Something was messing with my usual crisp reception of 88.1 FM KJAZZ, and for a brief, panicked moment, I suspected rogue RFI had infiltrated my house. My trusty Tecsun PL-880, usually a fortress against interference, was coughing up static like an asthmatic saxophonist. I switched to my Tecsun PL-680—same sputtering disaster. After a round of troubleshooting that felt like an exorcism, I moved both radios away from the wall and onto a small table. Just like that, KJAZZ returned in all its smooth, undistorted glory. Lesson learned: walls are the enemy.
This minor fiasco led me to re-evaluate the much-hyped DSP-enhanced reception. I hate to say it, but my so-called cutting-edge DSP radios—Qodosen DX-286, Tecsun PL-880, and Tecsun PL-990—aren’t doing anything special on FM. My old-school PLL receivers, the Tecsun PL-680 and PL-660, hold their own just fine. The fancy digital signal processing? Overrated.
Speaking of things that need fixing, the shrill, ear-piercing speaker sound on the 660 and 680 had been plaguing me for too long—until I discovered that a simple flick of the Treble to Bass setting transformed their audio from "tin can torture" to something much warmer, even pleasant. A revelation, really.
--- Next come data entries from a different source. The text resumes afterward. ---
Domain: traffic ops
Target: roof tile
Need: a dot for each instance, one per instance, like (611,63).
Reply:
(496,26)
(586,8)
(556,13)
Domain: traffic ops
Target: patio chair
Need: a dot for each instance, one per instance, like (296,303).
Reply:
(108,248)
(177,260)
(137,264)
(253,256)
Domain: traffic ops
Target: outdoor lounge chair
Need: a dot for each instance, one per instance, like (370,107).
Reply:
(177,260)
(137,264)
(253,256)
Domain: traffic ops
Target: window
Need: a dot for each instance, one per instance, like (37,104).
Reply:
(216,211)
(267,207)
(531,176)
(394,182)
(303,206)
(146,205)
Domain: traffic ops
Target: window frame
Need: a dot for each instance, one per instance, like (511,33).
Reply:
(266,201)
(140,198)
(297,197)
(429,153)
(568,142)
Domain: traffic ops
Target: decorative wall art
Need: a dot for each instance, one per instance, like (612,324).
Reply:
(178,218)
Still, there’s something I can’t quite explain: despite their objectively better speaker quality, the 880 and 990 don’t captivate me the way the 660 and 680 do. Maybe it’s nostalgia, or maybe it’s a longing for a simpler, pre-DSP era—when radios didn’t try so hard to be smart, and all you needed was a decent tuner, a good antenna, and a quiet room.
An electrically quiet room is hard to come by these days.
I got my PL-660 in 2011 and remember going to a nearby park at night, over a hill shielding me from civilization to listen to radio. I still go to parks in the daytime to listen to radio.